By Jeff Gallatin
City safety officials recently added more players to the roster of the team of North Olmsted employees able to administer CPR in an emergency situation.
Safety/Service Director Scott Thomas said April 27 workers in the service department recently completed their CPR training, joining a wide range of North Olmsted city and school employees trained in the safety technique.
“They’re pretty excited about being able to do this,” Thomas said. “They’re out there in the city with a lot of people, and this gives them training in an important area which could benefit someone on short notice.”
Mayor Kevin Kennedy said he’s pleased to have additional workers trained in CPR.
“It’s something which benefits us as a city,” he said. “Our firefighters are trained in it, but they often aren’t the first people who can get to someone in need. This could make a difference in saving someone’s life.”
North Olmsted Fire Department Lt. Ken Hehnen, who commands the fire department’s EMS and related training, said that with the new service department workers joining the fold, the safety capability of government workers has increased significantly.
“There are more than 150 city and school employees trained in this now in North Olmsted,” Hehnen said. “That’s something that many cities can’t say.”
Hehnen cited one recent example of a situation where nonfirefighter/ paramedic people administering CPR were able to effectively save a life.
Hehnen said a 27-year-old woman who was apparently having a drug overdose was in her vehicle outside Westfield Great Northern Mall. Hehnen noted that many North Olmsted police and fire dispatchers, police officers and Great Northern Mall security officers have been trained in CPR.
“This (incident) had workers from several agencies involved in it,” he said. “After they got 911, dispatcher Tammy Farris, who’s trained in CPR, was able to work with the police officer responding to the scene (Patrolman Jack Justice) and make sure it was done properly and maintain the patient,” he said. “Mall security arrived and they also have people trained who were also able to help keep her alive.”

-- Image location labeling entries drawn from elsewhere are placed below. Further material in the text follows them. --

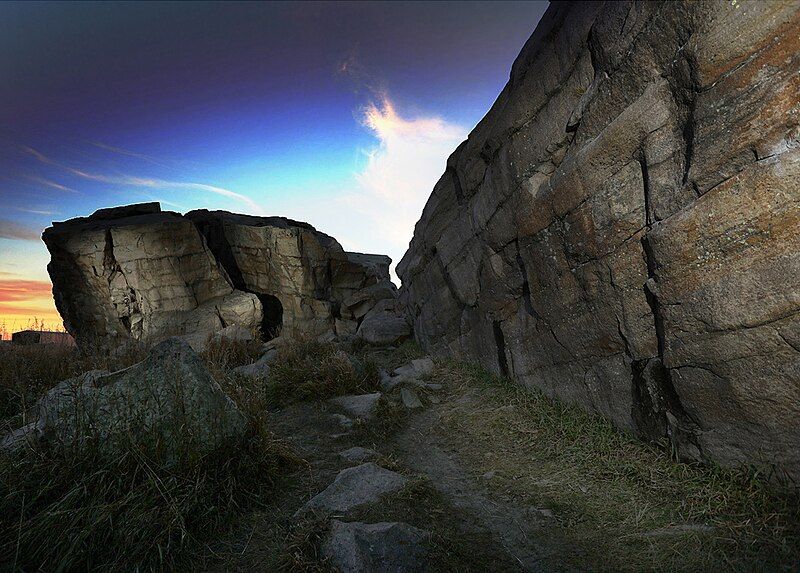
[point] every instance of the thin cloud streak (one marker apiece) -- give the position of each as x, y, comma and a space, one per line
17, 232
16, 290
51, 184
36, 211
379, 212
149, 183
129, 153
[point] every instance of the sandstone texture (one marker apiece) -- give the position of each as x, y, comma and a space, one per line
357, 547
353, 488
622, 230
159, 405
138, 273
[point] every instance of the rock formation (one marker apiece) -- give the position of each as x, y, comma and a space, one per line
160, 405
622, 230
139, 273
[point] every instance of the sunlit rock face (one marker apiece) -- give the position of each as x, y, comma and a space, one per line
301, 276
136, 272
622, 230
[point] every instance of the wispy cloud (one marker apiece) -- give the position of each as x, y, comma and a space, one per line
17, 290
51, 184
36, 211
22, 301
12, 230
147, 182
129, 153
378, 213
400, 171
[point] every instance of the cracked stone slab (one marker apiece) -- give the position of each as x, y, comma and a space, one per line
353, 488
363, 406
357, 547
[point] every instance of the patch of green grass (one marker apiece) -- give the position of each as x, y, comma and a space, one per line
65, 509
27, 372
313, 370
621, 501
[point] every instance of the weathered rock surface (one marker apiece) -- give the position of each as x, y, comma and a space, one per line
355, 487
384, 325
357, 547
139, 273
359, 455
363, 406
301, 276
161, 404
622, 230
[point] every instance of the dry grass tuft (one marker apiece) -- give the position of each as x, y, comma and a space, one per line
625, 504
308, 369
76, 509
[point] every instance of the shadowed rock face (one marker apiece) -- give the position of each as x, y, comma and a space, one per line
306, 271
139, 273
622, 230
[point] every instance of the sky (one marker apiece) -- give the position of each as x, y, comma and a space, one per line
339, 114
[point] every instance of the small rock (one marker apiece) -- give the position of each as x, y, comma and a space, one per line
376, 547
234, 332
410, 399
363, 406
355, 487
406, 370
274, 343
422, 366
384, 325
343, 421
260, 368
359, 455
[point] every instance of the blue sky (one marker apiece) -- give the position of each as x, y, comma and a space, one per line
340, 114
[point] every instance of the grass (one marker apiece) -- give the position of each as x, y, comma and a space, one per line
27, 372
65, 509
307, 369
620, 501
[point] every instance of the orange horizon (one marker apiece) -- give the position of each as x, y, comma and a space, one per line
27, 304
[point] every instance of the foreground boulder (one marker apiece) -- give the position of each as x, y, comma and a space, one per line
138, 273
166, 405
376, 547
355, 487
622, 230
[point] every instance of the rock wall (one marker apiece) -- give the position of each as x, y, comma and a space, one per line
622, 229
139, 273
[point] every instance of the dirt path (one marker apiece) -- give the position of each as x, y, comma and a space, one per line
474, 529
520, 530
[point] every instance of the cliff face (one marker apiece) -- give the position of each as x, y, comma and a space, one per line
622, 229
136, 272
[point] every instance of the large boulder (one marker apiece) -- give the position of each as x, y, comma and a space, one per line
138, 273
167, 405
622, 230
301, 275
384, 325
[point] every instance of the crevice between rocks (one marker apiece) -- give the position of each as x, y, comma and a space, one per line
656, 407
500, 342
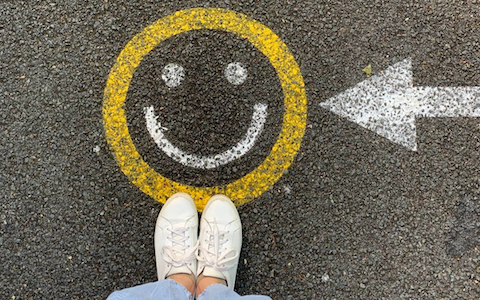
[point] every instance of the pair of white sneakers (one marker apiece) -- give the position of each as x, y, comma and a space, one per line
216, 250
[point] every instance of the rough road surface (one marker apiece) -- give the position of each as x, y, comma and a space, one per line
356, 216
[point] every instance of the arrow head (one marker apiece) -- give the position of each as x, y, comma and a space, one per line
384, 103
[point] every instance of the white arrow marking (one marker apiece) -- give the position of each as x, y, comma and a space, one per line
207, 162
388, 103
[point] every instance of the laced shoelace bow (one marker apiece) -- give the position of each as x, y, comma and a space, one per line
177, 254
210, 253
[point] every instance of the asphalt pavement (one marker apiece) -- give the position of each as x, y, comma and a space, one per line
355, 216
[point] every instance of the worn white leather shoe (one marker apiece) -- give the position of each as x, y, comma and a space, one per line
220, 240
176, 236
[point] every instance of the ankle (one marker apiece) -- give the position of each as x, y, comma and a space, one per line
205, 281
187, 280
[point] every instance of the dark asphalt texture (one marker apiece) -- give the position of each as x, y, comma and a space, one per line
355, 216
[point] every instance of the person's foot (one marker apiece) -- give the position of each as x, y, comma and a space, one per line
176, 237
220, 242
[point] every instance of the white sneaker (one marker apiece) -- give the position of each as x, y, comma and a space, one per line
176, 236
220, 240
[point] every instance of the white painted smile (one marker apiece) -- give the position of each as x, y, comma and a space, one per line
207, 162
236, 74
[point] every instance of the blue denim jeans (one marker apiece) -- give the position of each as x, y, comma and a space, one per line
170, 290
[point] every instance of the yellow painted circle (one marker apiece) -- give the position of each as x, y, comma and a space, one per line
283, 152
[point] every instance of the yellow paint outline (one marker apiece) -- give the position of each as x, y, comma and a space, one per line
283, 152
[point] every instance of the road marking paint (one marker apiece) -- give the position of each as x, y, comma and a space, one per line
207, 162
388, 103
173, 75
235, 73
289, 140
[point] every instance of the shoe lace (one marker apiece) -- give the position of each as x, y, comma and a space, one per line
178, 254
211, 252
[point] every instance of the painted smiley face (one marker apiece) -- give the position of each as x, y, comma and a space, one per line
173, 76
119, 124
213, 113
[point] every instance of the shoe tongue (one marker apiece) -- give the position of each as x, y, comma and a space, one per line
177, 270
209, 271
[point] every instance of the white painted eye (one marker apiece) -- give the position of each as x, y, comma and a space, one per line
173, 75
236, 73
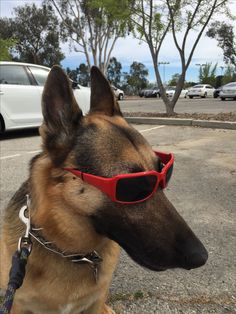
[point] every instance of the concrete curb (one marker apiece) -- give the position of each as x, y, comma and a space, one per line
185, 122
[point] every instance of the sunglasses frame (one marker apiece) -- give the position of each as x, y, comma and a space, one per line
108, 185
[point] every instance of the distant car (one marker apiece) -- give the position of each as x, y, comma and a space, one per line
171, 90
228, 91
21, 87
118, 93
216, 93
152, 92
201, 90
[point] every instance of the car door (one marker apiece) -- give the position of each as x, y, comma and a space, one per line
20, 98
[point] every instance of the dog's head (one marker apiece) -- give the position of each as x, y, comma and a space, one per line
103, 144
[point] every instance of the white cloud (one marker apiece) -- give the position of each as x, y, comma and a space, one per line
129, 49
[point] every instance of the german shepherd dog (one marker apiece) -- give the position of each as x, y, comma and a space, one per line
92, 189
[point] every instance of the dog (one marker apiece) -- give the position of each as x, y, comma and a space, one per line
96, 186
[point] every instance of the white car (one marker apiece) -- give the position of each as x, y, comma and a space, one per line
118, 93
228, 91
201, 90
21, 87
171, 90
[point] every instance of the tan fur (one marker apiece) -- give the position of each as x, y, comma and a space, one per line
79, 218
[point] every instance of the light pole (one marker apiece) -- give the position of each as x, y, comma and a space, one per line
222, 68
200, 65
164, 64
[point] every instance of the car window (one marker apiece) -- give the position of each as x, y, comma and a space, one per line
14, 75
39, 74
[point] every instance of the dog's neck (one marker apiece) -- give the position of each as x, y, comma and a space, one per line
91, 258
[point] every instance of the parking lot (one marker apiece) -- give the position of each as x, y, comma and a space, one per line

When city firefighters arrived, they took over and took the woman to the hospital, where medical workers were able to stabilize the woman.
“She was able to walk out of the hospital after being successfully treated,” Hehnen said. “This shows how important it can be to have non-firefighters and paramedics trained to do this.”

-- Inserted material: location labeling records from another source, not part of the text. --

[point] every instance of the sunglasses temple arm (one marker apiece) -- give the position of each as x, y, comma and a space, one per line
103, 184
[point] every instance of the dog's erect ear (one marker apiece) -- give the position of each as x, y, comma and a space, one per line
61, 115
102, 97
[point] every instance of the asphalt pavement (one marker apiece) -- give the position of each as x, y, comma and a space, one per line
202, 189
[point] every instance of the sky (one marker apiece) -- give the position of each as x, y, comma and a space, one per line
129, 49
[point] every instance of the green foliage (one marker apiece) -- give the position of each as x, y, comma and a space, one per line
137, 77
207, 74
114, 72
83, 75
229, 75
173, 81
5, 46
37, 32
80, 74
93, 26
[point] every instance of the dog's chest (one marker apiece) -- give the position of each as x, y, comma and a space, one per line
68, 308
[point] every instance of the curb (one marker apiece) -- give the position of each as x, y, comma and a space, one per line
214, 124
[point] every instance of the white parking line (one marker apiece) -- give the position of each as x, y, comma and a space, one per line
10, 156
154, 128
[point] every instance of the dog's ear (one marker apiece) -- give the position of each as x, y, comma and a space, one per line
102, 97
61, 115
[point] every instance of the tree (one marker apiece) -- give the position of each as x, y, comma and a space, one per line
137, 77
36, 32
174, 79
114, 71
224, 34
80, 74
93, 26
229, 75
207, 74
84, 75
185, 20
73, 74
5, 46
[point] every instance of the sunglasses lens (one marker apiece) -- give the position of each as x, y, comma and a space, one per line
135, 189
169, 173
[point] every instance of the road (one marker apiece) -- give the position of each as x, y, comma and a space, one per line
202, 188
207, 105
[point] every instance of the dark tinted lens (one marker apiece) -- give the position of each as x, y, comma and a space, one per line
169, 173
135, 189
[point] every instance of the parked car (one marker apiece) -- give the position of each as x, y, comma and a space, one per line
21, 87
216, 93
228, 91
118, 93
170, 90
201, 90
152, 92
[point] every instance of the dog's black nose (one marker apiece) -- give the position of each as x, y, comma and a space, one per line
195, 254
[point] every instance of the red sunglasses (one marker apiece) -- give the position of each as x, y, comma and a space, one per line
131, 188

Farris said it shows how well the safety system works in North Olmsted.
“I was able to work with the police officer and it also shows a benefit of having the central dispatch where the North Olmsted police and fire dispatch system are together. We saved time by my being able to work and communicate with both departments.”

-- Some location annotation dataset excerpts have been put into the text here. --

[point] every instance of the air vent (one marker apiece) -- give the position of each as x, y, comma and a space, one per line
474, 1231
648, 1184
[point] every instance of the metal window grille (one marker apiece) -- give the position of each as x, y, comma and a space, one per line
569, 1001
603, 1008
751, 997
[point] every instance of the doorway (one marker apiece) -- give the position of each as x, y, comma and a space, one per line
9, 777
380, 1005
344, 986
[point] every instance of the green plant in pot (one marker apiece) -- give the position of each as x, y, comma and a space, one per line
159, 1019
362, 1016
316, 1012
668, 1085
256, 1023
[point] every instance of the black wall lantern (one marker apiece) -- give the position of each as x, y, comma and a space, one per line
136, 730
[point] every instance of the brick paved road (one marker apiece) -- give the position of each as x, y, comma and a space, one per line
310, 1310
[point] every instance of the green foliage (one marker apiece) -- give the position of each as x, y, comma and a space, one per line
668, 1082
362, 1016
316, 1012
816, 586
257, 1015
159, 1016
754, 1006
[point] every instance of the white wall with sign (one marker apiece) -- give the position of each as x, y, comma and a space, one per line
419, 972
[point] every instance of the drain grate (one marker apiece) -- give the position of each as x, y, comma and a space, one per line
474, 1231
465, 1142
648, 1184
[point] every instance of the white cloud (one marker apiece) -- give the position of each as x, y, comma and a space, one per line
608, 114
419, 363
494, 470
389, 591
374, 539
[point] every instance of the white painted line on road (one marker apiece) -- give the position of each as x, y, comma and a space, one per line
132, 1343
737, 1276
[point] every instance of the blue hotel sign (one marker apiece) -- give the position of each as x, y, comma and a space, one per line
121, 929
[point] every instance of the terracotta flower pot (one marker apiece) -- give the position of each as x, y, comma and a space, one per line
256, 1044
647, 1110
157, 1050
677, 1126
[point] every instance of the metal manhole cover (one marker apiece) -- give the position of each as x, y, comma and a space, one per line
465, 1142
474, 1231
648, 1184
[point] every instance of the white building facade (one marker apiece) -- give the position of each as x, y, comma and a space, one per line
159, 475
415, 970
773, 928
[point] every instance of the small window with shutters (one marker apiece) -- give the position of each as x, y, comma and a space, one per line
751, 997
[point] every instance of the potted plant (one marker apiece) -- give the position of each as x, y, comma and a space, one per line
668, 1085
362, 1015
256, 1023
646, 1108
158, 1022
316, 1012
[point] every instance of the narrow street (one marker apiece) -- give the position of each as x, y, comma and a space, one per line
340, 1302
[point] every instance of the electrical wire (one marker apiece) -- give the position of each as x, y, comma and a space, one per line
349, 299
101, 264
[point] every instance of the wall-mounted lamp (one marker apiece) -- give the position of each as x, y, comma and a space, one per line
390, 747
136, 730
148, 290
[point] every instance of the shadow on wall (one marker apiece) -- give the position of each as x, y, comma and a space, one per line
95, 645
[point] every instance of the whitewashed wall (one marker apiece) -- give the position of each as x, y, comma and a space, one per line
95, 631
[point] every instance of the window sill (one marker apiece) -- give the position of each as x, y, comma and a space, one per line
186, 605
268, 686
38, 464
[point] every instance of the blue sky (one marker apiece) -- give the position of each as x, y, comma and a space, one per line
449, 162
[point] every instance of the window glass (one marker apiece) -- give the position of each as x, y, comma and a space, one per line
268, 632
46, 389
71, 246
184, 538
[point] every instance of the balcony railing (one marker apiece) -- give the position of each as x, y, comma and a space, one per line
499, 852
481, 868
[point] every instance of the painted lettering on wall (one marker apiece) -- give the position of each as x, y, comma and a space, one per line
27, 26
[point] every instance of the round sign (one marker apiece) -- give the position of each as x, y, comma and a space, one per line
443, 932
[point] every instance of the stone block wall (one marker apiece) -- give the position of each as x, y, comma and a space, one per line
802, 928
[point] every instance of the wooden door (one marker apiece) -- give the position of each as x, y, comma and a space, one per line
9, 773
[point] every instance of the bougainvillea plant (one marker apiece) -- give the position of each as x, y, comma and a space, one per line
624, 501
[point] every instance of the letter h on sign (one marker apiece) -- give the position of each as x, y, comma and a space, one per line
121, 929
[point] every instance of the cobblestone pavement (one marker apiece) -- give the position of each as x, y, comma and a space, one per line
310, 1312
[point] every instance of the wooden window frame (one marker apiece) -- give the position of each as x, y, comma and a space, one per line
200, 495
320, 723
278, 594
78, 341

Hehnen said the strong working relationship the city fire department has with St. John Medical Center and Fairview Hospital also plays a role in the training and making sure people are adequately prepared.
“They work very hard at making sure the firefighters and the people who are trained are ready to deal with the situation,” he said.
Hehnen said the training has been given to some citizens groups when they requested it, but added that eventually it would be nice to set up some training that the general public can sign up for.
Kennedy said the city will continue to further the training efforts.
“We’re going to have City Hall employees trained next,” he said. “I’d certainly support additional training where we can.”